We will create empty arrays (after a preliminary inspection of the dataset, not all days have the correct key we are looking for):

import Dates
dates = Dates.Date[]
coverage = Float64[]
Float64[]

And we can now iterate over the JSON structure, apply the correct type as we go, and grow the array as we have done in a previous module:

for day in nz_vax["data"]
    if haskey(day, "people_vaccinated_per_hundred")
        push!(dates, Dates.Date(day["date"]))
        push!(coverage, day["people_vaccinated_per_hundred"])
    end
end

Let’s get the initial time:

day_0 = dates[1]
2021-02-14

And the number of days elapsed since:

days_elapsed = [Dates.value(day - day_0) for day in dates]
days_elapsed[1:5]
5-element Vector{Int64}:
 0
 1
 3
 5
 6

We can finally plot these data:

using CairoMakie
CairoMakie.activate!(; px_per_unit = 2) # This ensures high-res figures
figure = Figure(; resolution = (600, 600), fontsize = 20, backgroundcolor = :transparent)
scplot = Axis(
    figure[1, 1];
    xlabel = "Day since first vaccination",
    ylabel = "People vaccinated (per hundred)",
)
lines!(scplot, days_elapsed, coverage; color = :teal)
figure

But now – how do we keep this data for future analysis?

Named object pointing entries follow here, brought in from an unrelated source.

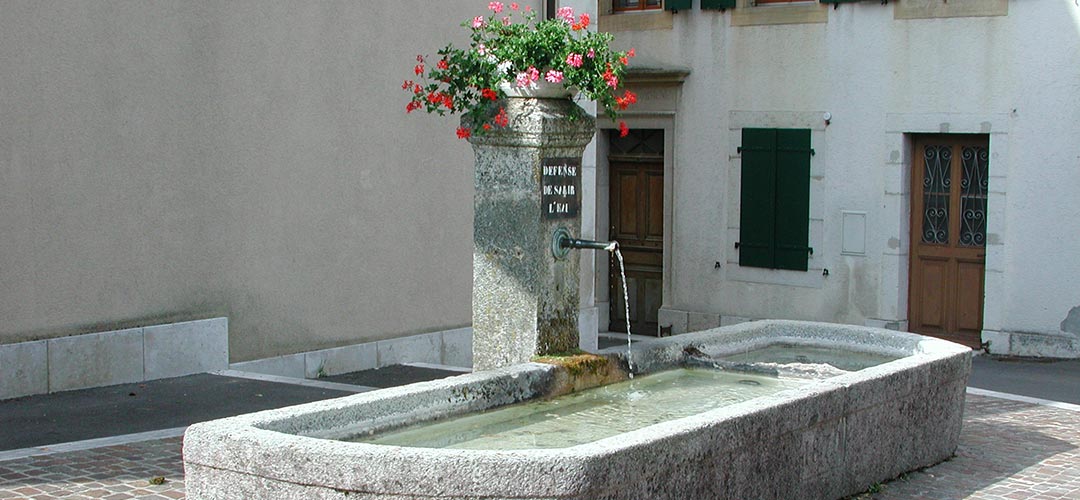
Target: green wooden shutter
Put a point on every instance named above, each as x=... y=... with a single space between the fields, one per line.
x=793 y=199
x=715 y=4
x=677 y=4
x=757 y=210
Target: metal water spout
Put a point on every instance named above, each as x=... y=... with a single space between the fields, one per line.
x=562 y=243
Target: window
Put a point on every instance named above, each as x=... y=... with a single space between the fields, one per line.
x=620 y=5
x=774 y=210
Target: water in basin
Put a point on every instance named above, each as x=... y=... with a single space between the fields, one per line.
x=591 y=415
x=798 y=354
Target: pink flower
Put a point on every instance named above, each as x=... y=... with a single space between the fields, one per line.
x=565 y=13
x=522 y=80
x=553 y=76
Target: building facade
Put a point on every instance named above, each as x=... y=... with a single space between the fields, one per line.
x=906 y=164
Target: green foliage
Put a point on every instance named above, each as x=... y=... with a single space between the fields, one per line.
x=561 y=51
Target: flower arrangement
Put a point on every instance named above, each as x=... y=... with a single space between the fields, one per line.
x=517 y=55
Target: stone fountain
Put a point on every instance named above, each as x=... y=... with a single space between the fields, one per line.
x=528 y=189
x=828 y=436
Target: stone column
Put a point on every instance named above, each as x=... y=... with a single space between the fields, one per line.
x=528 y=185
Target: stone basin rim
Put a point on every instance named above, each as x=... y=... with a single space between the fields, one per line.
x=254 y=433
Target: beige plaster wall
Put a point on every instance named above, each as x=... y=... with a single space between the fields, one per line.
x=171 y=160
x=883 y=72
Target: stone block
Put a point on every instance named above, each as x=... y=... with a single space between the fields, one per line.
x=95 y=360
x=343 y=360
x=289 y=365
x=1063 y=345
x=426 y=348
x=678 y=321
x=588 y=329
x=998 y=341
x=24 y=369
x=179 y=349
x=728 y=321
x=457 y=348
x=700 y=321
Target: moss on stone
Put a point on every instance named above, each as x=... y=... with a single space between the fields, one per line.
x=579 y=370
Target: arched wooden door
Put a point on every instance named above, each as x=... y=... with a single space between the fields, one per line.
x=949 y=180
x=636 y=202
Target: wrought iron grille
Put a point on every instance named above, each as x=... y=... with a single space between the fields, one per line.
x=973 y=188
x=936 y=180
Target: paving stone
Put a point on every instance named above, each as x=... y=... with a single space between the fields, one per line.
x=1008 y=450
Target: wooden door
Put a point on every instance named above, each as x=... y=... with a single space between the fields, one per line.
x=637 y=224
x=949 y=181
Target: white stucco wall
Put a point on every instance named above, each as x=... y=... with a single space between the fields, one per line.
x=1012 y=77
x=172 y=160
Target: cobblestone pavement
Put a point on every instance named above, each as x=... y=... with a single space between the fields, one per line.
x=111 y=472
x=1008 y=450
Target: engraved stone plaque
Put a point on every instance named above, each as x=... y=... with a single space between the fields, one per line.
x=561 y=181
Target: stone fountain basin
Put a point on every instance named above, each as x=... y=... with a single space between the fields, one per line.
x=826 y=440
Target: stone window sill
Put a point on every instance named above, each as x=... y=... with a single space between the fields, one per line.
x=931 y=9
x=747 y=14
x=635 y=21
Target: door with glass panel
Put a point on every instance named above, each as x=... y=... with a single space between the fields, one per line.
x=636 y=198
x=949 y=180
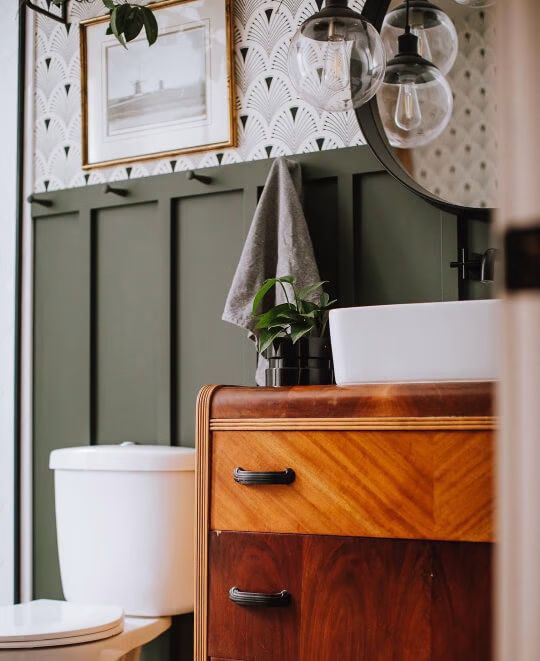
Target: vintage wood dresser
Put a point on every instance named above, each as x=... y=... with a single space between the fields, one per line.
x=345 y=524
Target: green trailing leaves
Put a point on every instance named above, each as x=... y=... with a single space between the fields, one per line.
x=150 y=26
x=127 y=20
x=297 y=318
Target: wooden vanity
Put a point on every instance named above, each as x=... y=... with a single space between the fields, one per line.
x=345 y=523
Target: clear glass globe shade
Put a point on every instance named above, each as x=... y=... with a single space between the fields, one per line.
x=437 y=37
x=415 y=104
x=336 y=64
x=476 y=4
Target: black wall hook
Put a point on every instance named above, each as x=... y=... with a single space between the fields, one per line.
x=32 y=199
x=198 y=177
x=122 y=192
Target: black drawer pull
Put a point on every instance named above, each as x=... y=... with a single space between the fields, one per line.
x=277 y=599
x=265 y=477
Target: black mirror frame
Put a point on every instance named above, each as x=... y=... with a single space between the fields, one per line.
x=371 y=126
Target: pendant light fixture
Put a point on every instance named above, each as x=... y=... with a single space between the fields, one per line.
x=476 y=4
x=437 y=37
x=336 y=59
x=415 y=99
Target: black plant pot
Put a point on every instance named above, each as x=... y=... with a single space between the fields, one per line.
x=308 y=362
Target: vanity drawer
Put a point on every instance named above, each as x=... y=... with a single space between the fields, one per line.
x=421 y=484
x=350 y=599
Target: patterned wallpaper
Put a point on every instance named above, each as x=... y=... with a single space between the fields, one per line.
x=272 y=121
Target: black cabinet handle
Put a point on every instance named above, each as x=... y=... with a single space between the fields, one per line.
x=273 y=600
x=266 y=477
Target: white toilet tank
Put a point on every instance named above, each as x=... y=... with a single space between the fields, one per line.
x=125 y=526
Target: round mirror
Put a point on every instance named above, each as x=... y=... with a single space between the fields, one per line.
x=455 y=166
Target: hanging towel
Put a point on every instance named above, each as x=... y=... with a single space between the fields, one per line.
x=278 y=244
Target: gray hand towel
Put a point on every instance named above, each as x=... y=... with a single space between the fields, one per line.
x=278 y=244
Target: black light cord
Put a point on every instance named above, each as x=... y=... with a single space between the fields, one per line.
x=407 y=24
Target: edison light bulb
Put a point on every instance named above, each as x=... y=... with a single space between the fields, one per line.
x=408 y=115
x=336 y=66
x=437 y=37
x=336 y=59
x=415 y=99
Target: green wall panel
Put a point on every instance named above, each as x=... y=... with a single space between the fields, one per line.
x=131 y=325
x=403 y=245
x=61 y=372
x=210 y=232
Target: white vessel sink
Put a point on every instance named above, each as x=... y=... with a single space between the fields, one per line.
x=455 y=341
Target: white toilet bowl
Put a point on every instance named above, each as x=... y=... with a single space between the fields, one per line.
x=47 y=630
x=125 y=529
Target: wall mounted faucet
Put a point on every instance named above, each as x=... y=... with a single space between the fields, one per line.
x=479 y=267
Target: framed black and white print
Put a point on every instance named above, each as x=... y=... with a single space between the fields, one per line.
x=174 y=97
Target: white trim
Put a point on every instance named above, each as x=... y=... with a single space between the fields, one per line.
x=27 y=249
x=9 y=56
x=518 y=568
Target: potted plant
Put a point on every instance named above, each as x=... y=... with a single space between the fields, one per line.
x=293 y=335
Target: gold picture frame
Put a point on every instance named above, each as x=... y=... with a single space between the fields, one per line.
x=88 y=162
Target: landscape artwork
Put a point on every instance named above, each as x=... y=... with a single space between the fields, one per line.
x=175 y=96
x=158 y=86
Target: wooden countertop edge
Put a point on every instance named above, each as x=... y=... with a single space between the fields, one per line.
x=363 y=402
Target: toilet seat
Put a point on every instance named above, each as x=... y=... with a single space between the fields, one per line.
x=48 y=623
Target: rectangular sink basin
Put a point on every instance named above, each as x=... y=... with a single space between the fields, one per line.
x=455 y=341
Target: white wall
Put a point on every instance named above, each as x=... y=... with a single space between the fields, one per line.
x=8 y=188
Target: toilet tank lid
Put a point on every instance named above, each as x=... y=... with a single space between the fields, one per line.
x=124 y=457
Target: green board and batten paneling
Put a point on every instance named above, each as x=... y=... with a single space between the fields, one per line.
x=129 y=293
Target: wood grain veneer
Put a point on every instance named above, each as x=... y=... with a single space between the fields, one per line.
x=352 y=599
x=401 y=484
x=466 y=399
x=409 y=460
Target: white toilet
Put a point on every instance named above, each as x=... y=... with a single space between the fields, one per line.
x=124 y=521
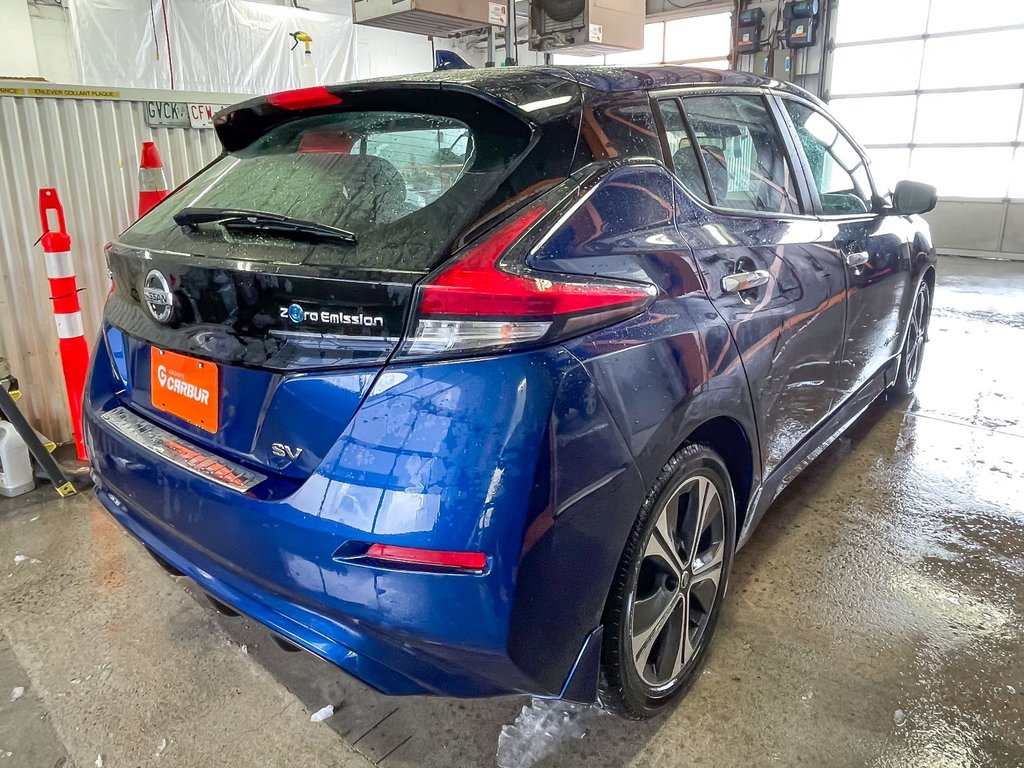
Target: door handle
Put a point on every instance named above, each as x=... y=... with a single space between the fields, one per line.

We can store them in a JSON file! In order to make this possible, we can create a dictionary:

subset_nz_vax = Dict(
    "day0" => day_0,
    "timeseries" => days_elapsed,
    "percent_vaccinated" => coverage,
)
collect(keys(subset_nz_vax))
3-element Vector{String}:
 "day0"
 "percent_vaccinated"
 "timeseries"
Again, this is going to be a fairly long object, as we are storing a timeseries with a lot of entries. But it does not really matter, as we are now going to put it in a JSON file for future use:

Saving a Julia object to a JSON file requires to create a file (we are using a temporary file here, but in practice we would put the file for data processing in a location within our project), and then write into this file. This is a fairly standard way of doing the open/write/close loop, that is used by most packages writing files to disk.

json_output = tempname()
open(json_output, "w") do json_file
    return JSON.print(json_file, subset_nz_vax, 4)
end

In order to check that our dataset has been correctly written, we can have a look at the first ten rows of the JSON file:

readlines(json_output)[1:5]
5-element Vector{String}:
 "{"
 "    \"day0\": \"2021-02-14\","
 "    \"percent_vaccinated\": ["
 "        0.0,"
 "        0.0,"

In summary, the JSON package allows to read data in the structured JSON format, and to write them in the same format. A very common usage loop is to:

  1. Get data from an online location
  2. Parse these data as Julia objects ready to be used in an actual analysis
  3. Save the formatted data for re-use, while keeping the structure

In short, JSON is very interesting as something in between tabular formats and full databases. In the next section, we will see that many web services “speak” JSON as their native language, allowing to use it to interact with remote data.